But from 85 for four at the start of the second session, Head and the newly arrived Green helped the home side plunder 130 runs in the space of 28 overs and the loss of only one wicket as the early seam movement disappeared. Woakes looked rusty after a two-match absence and a recent painkilling injection for an angry shoulder, adding more weight to the arguments of those who see him as a home specialist. Wood continued a series of impressive speeds but saw the ball skid on nicely from the surface and he leaked an alarming 79 runs from just 11.3 overs.
Head, who raided 152 during the first Test at the Gabba, is a batter who needs no second invitation to dispense with anything loose, with his backfoot punch and his cover drive murderous. The 9,000 locals who took in this slice of history in Hobart may not have seen Tim Paine’s homecoming after the former captain was sacked on the eve of the series, but they took Head to their hearts when – the ball after nearly offering Woakes a return catch on 99 – he guided a couple down to third man for his fourth Test century.

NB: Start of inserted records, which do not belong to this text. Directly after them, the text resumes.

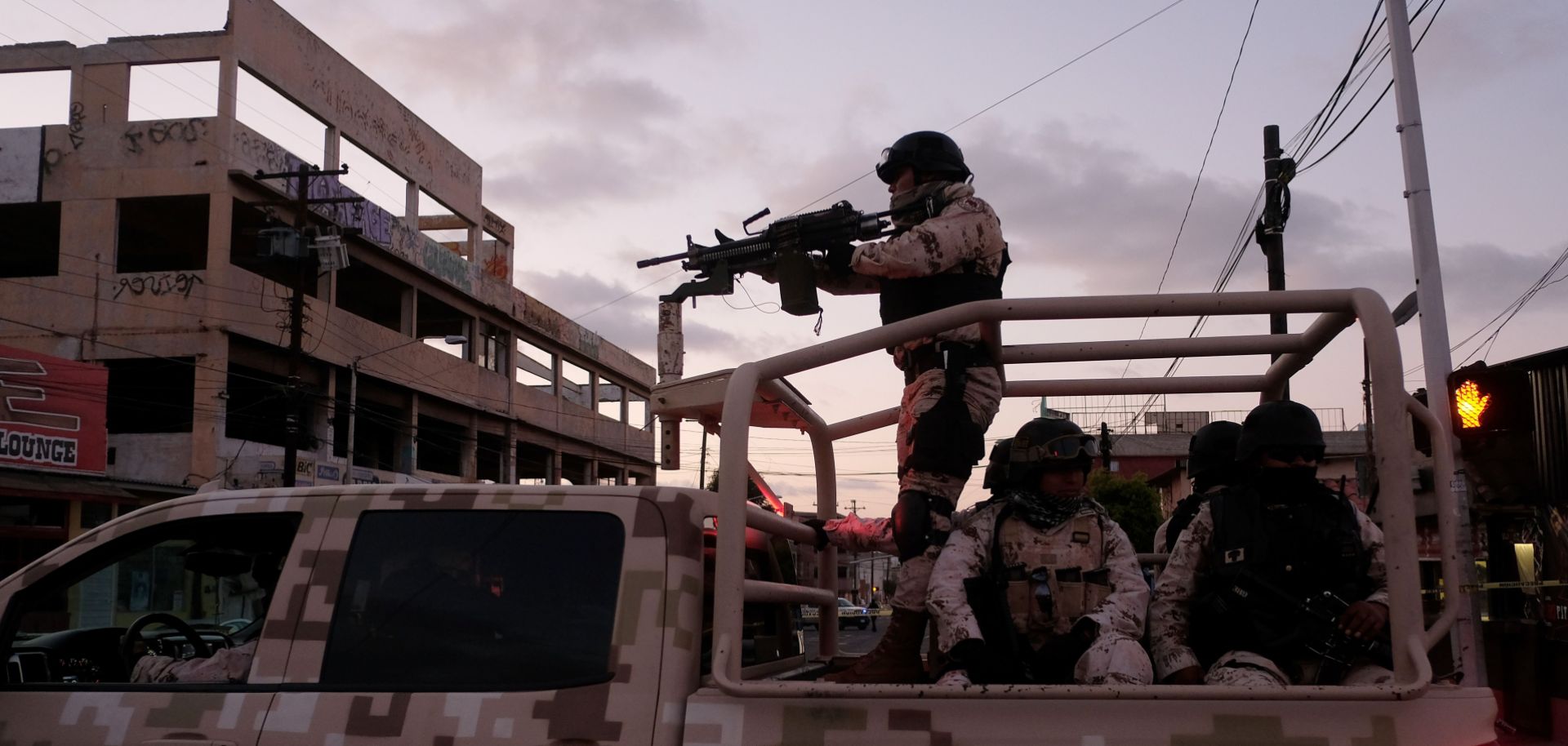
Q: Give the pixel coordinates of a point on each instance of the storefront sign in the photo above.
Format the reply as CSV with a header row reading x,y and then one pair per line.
x,y
52,412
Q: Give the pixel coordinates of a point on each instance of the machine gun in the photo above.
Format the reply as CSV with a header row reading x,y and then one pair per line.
x,y
784,248
1319,628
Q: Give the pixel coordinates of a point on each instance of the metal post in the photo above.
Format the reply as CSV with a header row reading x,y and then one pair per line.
x,y
1433,315
353,411
296,334
1272,235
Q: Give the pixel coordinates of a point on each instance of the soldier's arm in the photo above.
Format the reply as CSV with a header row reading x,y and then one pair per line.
x,y
1129,594
1377,571
966,229
853,533
961,558
1170,610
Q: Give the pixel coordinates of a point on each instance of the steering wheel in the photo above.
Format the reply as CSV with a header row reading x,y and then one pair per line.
x,y
127,645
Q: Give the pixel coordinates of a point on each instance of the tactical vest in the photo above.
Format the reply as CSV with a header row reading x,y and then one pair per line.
x,y
910,296
1305,549
1078,579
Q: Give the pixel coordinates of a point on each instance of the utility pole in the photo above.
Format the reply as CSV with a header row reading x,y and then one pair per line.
x,y
702,463
1104,446
1433,320
1271,228
303,273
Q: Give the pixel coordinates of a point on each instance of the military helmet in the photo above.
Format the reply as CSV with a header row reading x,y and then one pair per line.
x,y
930,153
1213,447
1280,425
996,468
1048,442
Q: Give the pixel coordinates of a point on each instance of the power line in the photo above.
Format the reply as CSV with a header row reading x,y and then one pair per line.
x,y
1201,167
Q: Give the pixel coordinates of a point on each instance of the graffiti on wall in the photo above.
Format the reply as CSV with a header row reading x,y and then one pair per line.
x,y
157,134
76,132
160,284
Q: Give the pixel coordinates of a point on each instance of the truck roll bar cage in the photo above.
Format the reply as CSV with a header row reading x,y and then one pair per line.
x,y
756,393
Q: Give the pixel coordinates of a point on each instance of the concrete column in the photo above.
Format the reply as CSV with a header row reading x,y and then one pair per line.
x,y
228,85
332,149
509,466
408,451
470,451
410,309
212,380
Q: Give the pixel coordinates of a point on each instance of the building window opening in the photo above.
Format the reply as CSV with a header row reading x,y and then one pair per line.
x,y
35,98
256,405
30,240
441,446
576,384
535,369
438,320
610,397
371,177
492,347
162,234
535,464
372,295
175,93
637,412
490,458
376,434
151,395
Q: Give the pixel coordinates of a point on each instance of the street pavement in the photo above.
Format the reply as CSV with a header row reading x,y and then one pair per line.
x,y
852,642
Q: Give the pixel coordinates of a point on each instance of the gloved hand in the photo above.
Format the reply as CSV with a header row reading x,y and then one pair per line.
x,y
840,259
822,533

The next delivery he chipped Woakes to mid-on, Robinson wincing as he took the catch, while the diligence shown by the impressive Green in an 80-ball half-century was finally undone when he hooked Wood to Crawley on the square-leg boundary. Ultimately, however, a day that began with Sam Billings earning his first Test cap and England seizing the early initiative had been well and truly flipped on its head.